When searching for stocks that offer high shareholder remuneration through cash dividends, investors usually look for stable and "safe" businesses that have high resilience to economic cycles and consequently can maintain their dividends even during economic slowdowns.
One sector that offers a great resilience to macroeconomic cycles is the exchange industry (financial services). These companies revenues are due to fees on transactions (volume) and are not strictly dependent on bull or bear markets to grow revenues. Indeed, during bear markets volume can even increase because there is a higher turnover rate on portfolios assets, meaning higher fees for exchange operators.
However, exchange operators aren't risk-free businesses, being the most prominent the technological or operational risk. They have to invest in IT solutions to provide the best services and improve their business. The backdrop of rising competition and the regulatory risk are also common to all the companies within the sector.
For income investors looking for stable dividends, exchange operators offer a very attractive opportunity. They also are a good way to diversify a stock portfolio because their businesses aren't related to common macroeconomic variables that affect the majority of other sector's companies.
The following three companies are amongst the higher yielding stocks within the exchange operator's sector.
|Company||Market Cap ($m)||Div Yield||Payout Ratio||P/E Ratio||EBITDA Margin|
|NYSE Euronext (NYX)||6,400||4.71%||53%||11.3||27.5%|
|Deutsche Boerse (DBOEY.PK)||6,220||5.62%||55%||9.78||53.3%|
|BME Group (BOLYY.PK)||1,620||10.5%||89%||8.49||70.6%|
NYSE Euronext: NYSE Euronext is the holding company and the first cross-border exchange group created by the combination of NYSE Group, Inc. and Euronext N.V., on April 4, 2007. The Company's exchanges located in Europe and the United States trade equities, futures, options, fixed-income, and exchange-traded products with approximately 8,000 listed issues.

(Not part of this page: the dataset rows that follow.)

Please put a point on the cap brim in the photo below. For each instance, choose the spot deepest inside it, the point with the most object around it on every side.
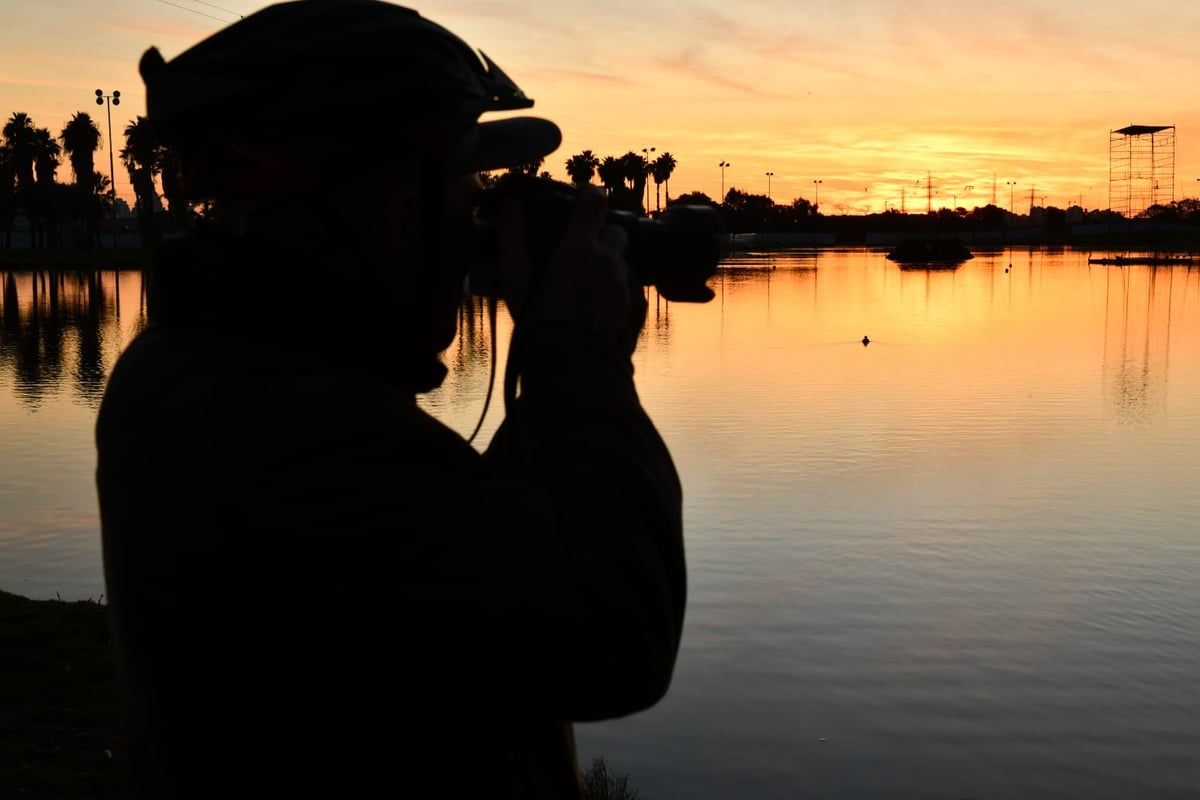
(509, 142)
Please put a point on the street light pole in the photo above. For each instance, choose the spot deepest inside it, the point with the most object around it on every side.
(646, 157)
(108, 101)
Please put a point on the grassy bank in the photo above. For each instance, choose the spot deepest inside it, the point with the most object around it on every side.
(100, 258)
(60, 734)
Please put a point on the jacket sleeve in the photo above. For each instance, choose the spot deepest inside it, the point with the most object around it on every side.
(582, 453)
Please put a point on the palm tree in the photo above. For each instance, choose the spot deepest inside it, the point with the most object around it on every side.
(41, 194)
(528, 168)
(21, 137)
(635, 169)
(661, 169)
(46, 156)
(582, 167)
(611, 174)
(172, 185)
(141, 157)
(81, 140)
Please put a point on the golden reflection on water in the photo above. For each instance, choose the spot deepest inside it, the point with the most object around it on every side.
(961, 557)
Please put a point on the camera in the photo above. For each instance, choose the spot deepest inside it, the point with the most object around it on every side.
(676, 252)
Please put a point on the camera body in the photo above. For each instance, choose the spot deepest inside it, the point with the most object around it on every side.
(676, 252)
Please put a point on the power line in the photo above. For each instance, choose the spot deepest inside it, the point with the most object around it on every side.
(220, 8)
(222, 19)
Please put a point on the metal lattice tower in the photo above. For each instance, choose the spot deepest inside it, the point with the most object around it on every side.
(1141, 167)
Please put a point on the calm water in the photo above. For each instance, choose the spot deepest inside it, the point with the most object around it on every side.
(959, 561)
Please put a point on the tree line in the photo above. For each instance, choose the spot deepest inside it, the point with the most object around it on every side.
(70, 214)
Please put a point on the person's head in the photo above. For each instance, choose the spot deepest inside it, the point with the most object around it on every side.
(358, 121)
(311, 95)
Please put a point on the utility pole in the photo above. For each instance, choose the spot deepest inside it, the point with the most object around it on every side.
(108, 101)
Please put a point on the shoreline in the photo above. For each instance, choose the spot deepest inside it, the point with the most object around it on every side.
(60, 729)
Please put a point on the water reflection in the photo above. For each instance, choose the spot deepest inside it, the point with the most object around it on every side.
(1139, 306)
(61, 331)
(965, 554)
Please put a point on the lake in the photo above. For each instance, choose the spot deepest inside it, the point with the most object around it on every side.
(959, 560)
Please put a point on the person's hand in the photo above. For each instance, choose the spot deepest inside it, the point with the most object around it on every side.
(587, 283)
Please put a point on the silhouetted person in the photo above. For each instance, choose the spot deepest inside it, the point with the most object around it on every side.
(316, 588)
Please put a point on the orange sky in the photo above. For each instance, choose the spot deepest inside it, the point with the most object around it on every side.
(867, 96)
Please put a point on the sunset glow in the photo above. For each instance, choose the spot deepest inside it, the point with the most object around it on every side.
(871, 97)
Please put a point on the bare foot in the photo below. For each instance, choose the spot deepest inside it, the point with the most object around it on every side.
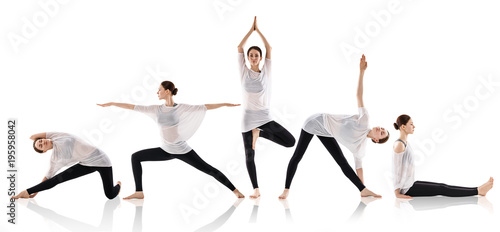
(255, 135)
(284, 195)
(256, 194)
(238, 194)
(136, 195)
(23, 194)
(368, 193)
(483, 189)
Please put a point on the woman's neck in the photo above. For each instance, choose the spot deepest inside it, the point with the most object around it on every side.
(169, 101)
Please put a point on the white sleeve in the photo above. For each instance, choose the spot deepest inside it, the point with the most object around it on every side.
(241, 65)
(150, 111)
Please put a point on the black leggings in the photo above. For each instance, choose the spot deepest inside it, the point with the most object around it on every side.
(191, 158)
(425, 189)
(271, 131)
(76, 171)
(333, 147)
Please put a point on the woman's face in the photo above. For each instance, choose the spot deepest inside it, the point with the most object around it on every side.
(254, 57)
(409, 127)
(379, 134)
(162, 93)
(43, 144)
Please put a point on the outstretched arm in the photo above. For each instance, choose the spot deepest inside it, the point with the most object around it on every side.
(215, 106)
(362, 67)
(39, 135)
(121, 105)
(244, 41)
(266, 44)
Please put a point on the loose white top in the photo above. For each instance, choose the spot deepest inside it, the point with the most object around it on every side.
(177, 124)
(256, 94)
(403, 169)
(348, 130)
(69, 149)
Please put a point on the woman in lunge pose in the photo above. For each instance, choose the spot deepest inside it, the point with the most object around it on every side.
(403, 170)
(177, 123)
(352, 131)
(68, 149)
(257, 121)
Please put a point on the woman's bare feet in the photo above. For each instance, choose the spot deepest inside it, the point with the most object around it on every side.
(368, 193)
(255, 135)
(136, 195)
(483, 189)
(238, 194)
(256, 193)
(284, 195)
(23, 194)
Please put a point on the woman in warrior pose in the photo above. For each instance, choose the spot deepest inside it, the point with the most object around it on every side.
(68, 149)
(352, 131)
(177, 122)
(257, 121)
(403, 170)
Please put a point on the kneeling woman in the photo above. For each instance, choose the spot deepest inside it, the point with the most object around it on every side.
(69, 149)
(352, 131)
(403, 170)
(177, 123)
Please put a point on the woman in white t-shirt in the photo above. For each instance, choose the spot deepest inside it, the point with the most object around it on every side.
(177, 123)
(403, 170)
(68, 149)
(352, 131)
(257, 121)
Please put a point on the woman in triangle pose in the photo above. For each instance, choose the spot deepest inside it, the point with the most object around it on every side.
(352, 131)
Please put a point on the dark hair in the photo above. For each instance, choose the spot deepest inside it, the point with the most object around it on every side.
(402, 120)
(384, 139)
(170, 86)
(254, 48)
(34, 146)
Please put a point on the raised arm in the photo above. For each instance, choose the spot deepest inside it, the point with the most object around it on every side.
(121, 105)
(266, 44)
(362, 67)
(215, 106)
(39, 135)
(244, 41)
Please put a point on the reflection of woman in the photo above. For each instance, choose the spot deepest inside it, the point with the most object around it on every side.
(177, 123)
(68, 149)
(352, 131)
(257, 120)
(403, 170)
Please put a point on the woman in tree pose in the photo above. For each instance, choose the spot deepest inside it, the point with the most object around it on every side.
(257, 121)
(68, 149)
(352, 131)
(403, 170)
(177, 122)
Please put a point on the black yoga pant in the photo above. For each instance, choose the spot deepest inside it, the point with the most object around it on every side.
(425, 189)
(272, 131)
(191, 158)
(76, 171)
(333, 147)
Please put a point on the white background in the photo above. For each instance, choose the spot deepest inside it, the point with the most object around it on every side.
(425, 59)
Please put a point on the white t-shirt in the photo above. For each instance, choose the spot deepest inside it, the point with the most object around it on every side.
(403, 169)
(177, 124)
(69, 149)
(348, 130)
(256, 94)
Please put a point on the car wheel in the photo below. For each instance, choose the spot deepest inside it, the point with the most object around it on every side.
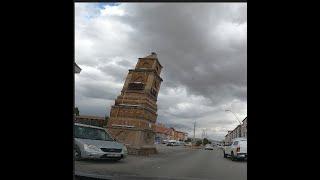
(77, 153)
(232, 157)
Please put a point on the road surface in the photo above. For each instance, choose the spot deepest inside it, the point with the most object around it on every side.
(171, 162)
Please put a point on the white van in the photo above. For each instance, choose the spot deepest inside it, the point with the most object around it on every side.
(237, 149)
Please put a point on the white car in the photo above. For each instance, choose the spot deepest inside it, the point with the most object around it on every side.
(208, 147)
(237, 149)
(91, 142)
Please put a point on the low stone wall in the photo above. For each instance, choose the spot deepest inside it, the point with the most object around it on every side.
(143, 151)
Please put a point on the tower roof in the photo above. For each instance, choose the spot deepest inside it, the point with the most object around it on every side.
(153, 55)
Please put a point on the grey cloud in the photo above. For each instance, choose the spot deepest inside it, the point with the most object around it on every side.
(195, 48)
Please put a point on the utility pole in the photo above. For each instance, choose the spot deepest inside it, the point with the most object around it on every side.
(194, 131)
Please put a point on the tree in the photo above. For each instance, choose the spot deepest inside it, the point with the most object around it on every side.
(76, 111)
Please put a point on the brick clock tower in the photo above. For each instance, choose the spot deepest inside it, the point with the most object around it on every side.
(134, 113)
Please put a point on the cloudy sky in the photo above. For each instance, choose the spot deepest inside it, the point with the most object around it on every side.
(202, 47)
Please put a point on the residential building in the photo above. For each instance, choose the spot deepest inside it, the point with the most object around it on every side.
(91, 120)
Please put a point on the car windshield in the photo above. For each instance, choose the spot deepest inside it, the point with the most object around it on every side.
(91, 133)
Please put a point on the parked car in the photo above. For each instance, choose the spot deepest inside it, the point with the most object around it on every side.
(237, 149)
(165, 141)
(92, 142)
(173, 143)
(208, 147)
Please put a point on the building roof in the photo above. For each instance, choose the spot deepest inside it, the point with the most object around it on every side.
(153, 55)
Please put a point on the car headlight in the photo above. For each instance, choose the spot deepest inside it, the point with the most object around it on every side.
(91, 148)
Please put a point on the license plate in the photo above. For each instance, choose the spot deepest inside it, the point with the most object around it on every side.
(113, 155)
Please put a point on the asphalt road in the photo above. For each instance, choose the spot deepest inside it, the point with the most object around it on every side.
(171, 162)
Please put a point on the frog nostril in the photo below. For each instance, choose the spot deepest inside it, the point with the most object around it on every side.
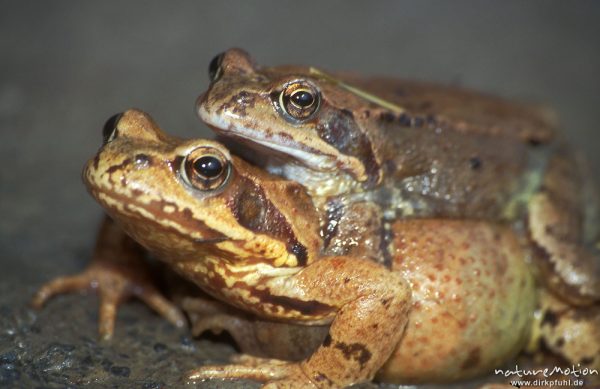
(142, 161)
(109, 131)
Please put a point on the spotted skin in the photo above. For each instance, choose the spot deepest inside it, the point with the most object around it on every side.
(454, 298)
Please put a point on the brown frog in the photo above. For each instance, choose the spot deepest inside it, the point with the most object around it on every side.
(457, 299)
(373, 150)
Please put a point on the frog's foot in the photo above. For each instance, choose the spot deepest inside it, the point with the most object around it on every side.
(274, 372)
(572, 333)
(117, 272)
(570, 268)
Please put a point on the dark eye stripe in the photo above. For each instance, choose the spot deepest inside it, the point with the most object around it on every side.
(253, 210)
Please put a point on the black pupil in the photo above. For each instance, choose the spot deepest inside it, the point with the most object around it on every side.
(109, 126)
(303, 99)
(208, 167)
(213, 67)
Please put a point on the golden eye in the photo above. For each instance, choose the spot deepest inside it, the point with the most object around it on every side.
(109, 131)
(214, 68)
(206, 169)
(299, 100)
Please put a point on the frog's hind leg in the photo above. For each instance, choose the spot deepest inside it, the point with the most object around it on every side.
(564, 224)
(572, 333)
(117, 272)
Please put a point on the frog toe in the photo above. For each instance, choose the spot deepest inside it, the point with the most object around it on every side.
(274, 373)
(165, 308)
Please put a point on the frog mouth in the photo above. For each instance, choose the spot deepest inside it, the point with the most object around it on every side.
(283, 147)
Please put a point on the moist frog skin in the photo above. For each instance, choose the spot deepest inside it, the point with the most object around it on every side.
(383, 149)
(456, 300)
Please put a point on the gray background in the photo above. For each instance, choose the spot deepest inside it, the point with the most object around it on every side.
(67, 66)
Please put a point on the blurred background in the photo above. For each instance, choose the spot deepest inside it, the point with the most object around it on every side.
(65, 67)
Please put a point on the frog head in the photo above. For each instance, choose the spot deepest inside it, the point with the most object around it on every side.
(198, 207)
(300, 115)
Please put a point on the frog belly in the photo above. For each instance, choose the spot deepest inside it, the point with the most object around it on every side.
(473, 299)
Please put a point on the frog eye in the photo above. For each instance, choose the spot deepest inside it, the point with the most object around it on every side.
(299, 100)
(214, 68)
(109, 131)
(206, 169)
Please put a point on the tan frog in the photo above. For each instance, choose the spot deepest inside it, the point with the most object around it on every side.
(380, 150)
(457, 299)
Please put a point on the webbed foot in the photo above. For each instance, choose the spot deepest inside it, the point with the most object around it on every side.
(117, 272)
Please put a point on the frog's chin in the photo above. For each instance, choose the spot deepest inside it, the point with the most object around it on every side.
(279, 150)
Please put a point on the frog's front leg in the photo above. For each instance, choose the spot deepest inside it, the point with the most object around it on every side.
(571, 332)
(369, 306)
(117, 272)
(564, 222)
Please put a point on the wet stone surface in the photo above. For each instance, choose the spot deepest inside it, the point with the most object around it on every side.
(66, 67)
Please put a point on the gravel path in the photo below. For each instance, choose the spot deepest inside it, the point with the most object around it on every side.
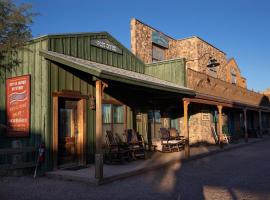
(242, 173)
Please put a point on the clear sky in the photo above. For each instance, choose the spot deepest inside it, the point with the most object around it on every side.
(241, 28)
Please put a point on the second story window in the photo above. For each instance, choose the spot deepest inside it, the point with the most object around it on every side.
(158, 53)
(233, 76)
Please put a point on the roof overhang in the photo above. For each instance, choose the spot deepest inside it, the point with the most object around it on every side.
(116, 74)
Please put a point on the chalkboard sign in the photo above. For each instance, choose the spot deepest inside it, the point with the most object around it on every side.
(18, 106)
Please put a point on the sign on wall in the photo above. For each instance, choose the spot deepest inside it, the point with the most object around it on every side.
(106, 44)
(18, 106)
(205, 116)
(160, 39)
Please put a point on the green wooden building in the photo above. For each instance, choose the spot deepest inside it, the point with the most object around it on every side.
(70, 74)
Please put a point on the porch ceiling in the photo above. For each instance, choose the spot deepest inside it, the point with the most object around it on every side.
(116, 74)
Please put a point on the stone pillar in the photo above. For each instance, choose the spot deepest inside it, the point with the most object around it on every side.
(245, 124)
(260, 123)
(186, 129)
(99, 155)
(220, 123)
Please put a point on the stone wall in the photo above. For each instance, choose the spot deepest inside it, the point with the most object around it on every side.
(240, 81)
(195, 50)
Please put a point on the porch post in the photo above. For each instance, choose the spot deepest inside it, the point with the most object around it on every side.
(99, 155)
(186, 129)
(220, 134)
(260, 122)
(245, 124)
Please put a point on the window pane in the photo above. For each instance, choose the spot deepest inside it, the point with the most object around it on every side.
(118, 113)
(107, 114)
(157, 116)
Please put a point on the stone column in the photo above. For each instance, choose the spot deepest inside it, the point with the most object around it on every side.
(99, 155)
(186, 129)
(245, 124)
(220, 123)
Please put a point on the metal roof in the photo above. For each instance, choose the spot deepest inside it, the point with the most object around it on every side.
(114, 73)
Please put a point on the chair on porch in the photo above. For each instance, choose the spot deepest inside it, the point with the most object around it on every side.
(116, 152)
(136, 143)
(168, 143)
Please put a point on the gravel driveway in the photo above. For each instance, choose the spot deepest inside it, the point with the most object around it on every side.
(242, 173)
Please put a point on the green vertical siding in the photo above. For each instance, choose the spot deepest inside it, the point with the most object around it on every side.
(171, 70)
(79, 46)
(65, 78)
(33, 64)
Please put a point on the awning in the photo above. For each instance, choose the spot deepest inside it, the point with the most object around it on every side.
(116, 74)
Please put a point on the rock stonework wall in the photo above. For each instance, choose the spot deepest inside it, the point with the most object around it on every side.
(141, 40)
(240, 81)
(195, 50)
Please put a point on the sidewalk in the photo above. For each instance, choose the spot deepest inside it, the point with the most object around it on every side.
(154, 161)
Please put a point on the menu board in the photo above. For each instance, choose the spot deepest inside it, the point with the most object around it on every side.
(18, 106)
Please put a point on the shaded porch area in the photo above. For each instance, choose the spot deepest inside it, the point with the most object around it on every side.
(155, 160)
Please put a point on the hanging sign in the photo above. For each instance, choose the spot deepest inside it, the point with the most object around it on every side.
(106, 44)
(18, 106)
(160, 39)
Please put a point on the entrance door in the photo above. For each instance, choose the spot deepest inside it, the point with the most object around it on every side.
(68, 131)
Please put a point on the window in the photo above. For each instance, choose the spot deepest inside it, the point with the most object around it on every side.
(157, 53)
(112, 113)
(154, 115)
(213, 72)
(233, 76)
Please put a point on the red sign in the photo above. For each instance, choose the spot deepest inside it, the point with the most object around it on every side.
(18, 106)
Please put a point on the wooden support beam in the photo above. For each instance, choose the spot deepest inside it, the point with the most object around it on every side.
(245, 124)
(260, 123)
(220, 123)
(99, 155)
(186, 129)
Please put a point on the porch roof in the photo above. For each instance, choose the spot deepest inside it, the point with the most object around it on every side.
(117, 74)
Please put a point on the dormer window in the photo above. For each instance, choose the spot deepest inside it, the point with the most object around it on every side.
(158, 53)
(233, 76)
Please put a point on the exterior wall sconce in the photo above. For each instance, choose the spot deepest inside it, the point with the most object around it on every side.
(92, 101)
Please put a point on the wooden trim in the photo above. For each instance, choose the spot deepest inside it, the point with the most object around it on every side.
(98, 116)
(245, 124)
(112, 101)
(220, 124)
(70, 94)
(209, 102)
(186, 129)
(81, 144)
(81, 109)
(55, 131)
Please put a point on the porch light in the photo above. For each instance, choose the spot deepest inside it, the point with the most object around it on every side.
(212, 63)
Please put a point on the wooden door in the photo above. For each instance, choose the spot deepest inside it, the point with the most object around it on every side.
(67, 131)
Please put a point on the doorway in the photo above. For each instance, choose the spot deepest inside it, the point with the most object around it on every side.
(69, 130)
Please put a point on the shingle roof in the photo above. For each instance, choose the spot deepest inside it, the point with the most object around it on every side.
(107, 71)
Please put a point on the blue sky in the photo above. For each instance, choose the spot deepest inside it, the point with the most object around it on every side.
(241, 28)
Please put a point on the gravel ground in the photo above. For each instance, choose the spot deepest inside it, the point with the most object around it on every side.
(241, 173)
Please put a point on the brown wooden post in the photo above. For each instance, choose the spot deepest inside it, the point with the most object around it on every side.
(260, 123)
(220, 123)
(125, 118)
(245, 124)
(186, 129)
(99, 155)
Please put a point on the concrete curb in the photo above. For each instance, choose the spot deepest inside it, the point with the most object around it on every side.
(124, 175)
(191, 158)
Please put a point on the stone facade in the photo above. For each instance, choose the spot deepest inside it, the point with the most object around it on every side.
(195, 50)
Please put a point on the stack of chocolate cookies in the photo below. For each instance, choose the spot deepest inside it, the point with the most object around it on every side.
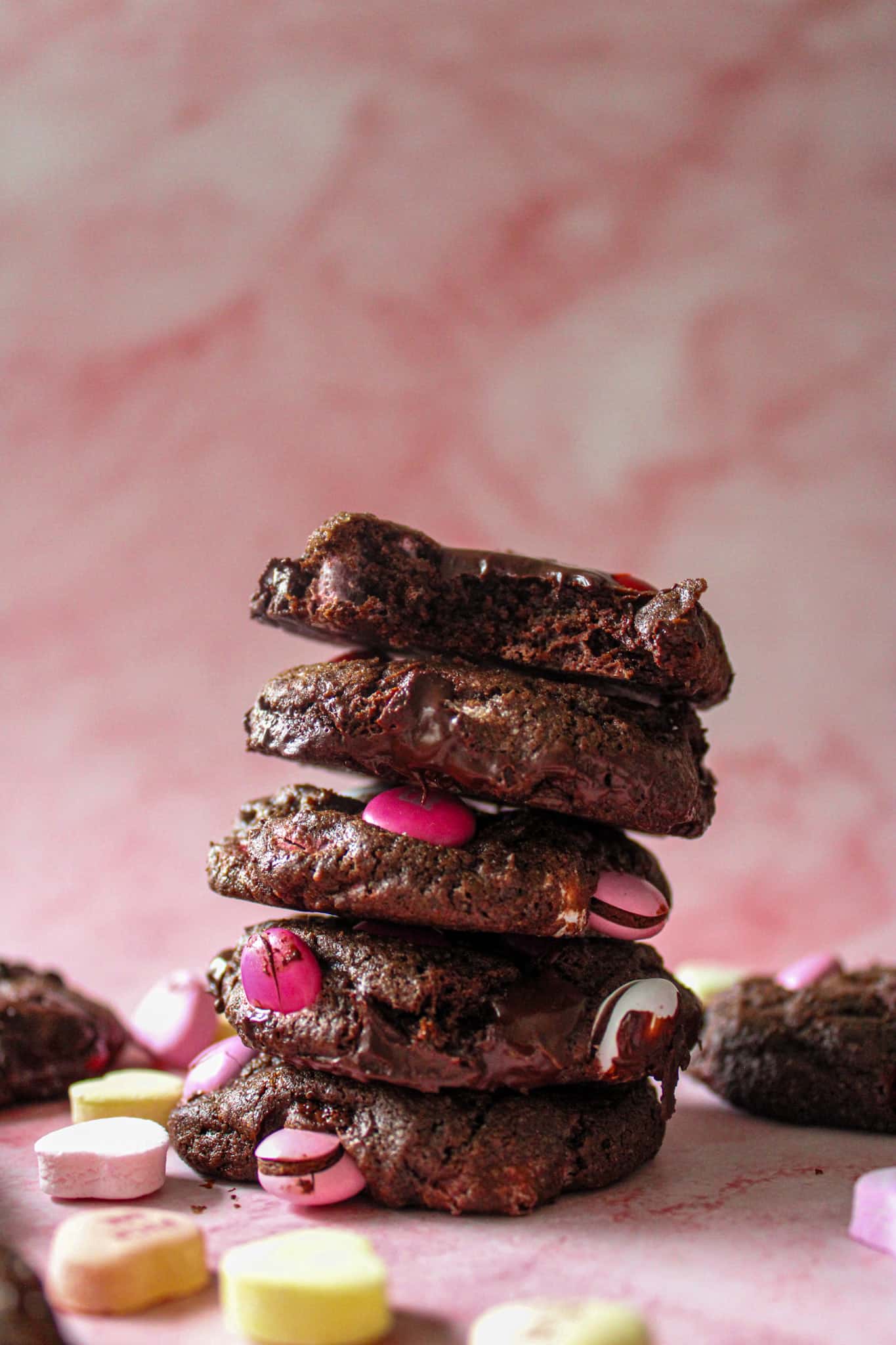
(464, 1009)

Regarding shareholder remuneration policy, at the end of 2009 the company adopted a quarterly dividend declaration policy. Dividends for future quarters will be determined taking into account such factors as the evolving business model, prevailing business conditions, the financial results and capital requirements, without a predetermined annual net income payout ratio.
The company has maintained unchanged the dividend per share in the last three years at $1.20, meaning an average payout ratio of 53% during that time. Last year's EBITDA margin was 27.5%, within its relatively stable range of 24-31% over the last five years.
Deutsche Boerse: Deutsche Börse Group is one of the largest exchange organizations worldwide. It has an integrated business model, its product and service portfolio has a broader basis than other exchange organizations as it covers the entire process chain, from the monitored execution of trading orders, clearing, netting and transaction settlement through to post-trade custody of securities as well as the necessary electronic infrastructure and the provision of market information.
Deutsche Börse has been a listed company since February 2001. Since October 2007, the company has been included in Europe's leading benchmark index, EURO STOXX 50. The index contains the 50 largest listed public limited companies in the euro area.
Regarding shareholder remuneration policy, both the general target dividend distribution ratio of 40 to 60 percent of consolidated net income for the year and any share buy-backs are subject to capital requirements, investment needs and general liquidity considerations.
Deutsche Boerse has maintained very stable the dividend payment over the last five years, and increased by 9.5% the 2011 dividend payment to €2.30 per share. The payout ratio has also been stable around 50%, except in 2008 when it was 38%. The EBITDA margin in 2011 was 53%, near the top of the range 49%-55% observed from 2007 to 2011.
BME Group: Bolsas y Mercados Españoles - BME - is the operator of all stock Markets and financial systems in Spain. BME has been a listed company since 14 July 2006 and an IBEX 35 constituent since July 2007. In the last few years it has become a reference in the sector in terms of solvency, efficiency and profitability.
In the last three years the company has maintained the ordinary dividend stable at €1.60, and additionally paid extraordinary dividends of €0.372 per share, in 2009 and 2010. Over the last five years, and taking into account only the ordinary dividend, the average payout ratio is high at 86%. However, the company has a very strong profitability with an EBITDA margin of 70% in 2011, a margin that has been stable since 2008, enabling a very attractive shareholder remuneration policy and a high distribution of profits to shareholders.
Disclosure: I have no positions in any stocks mentioned, and no plans to initiate any positions within the next 72 hours.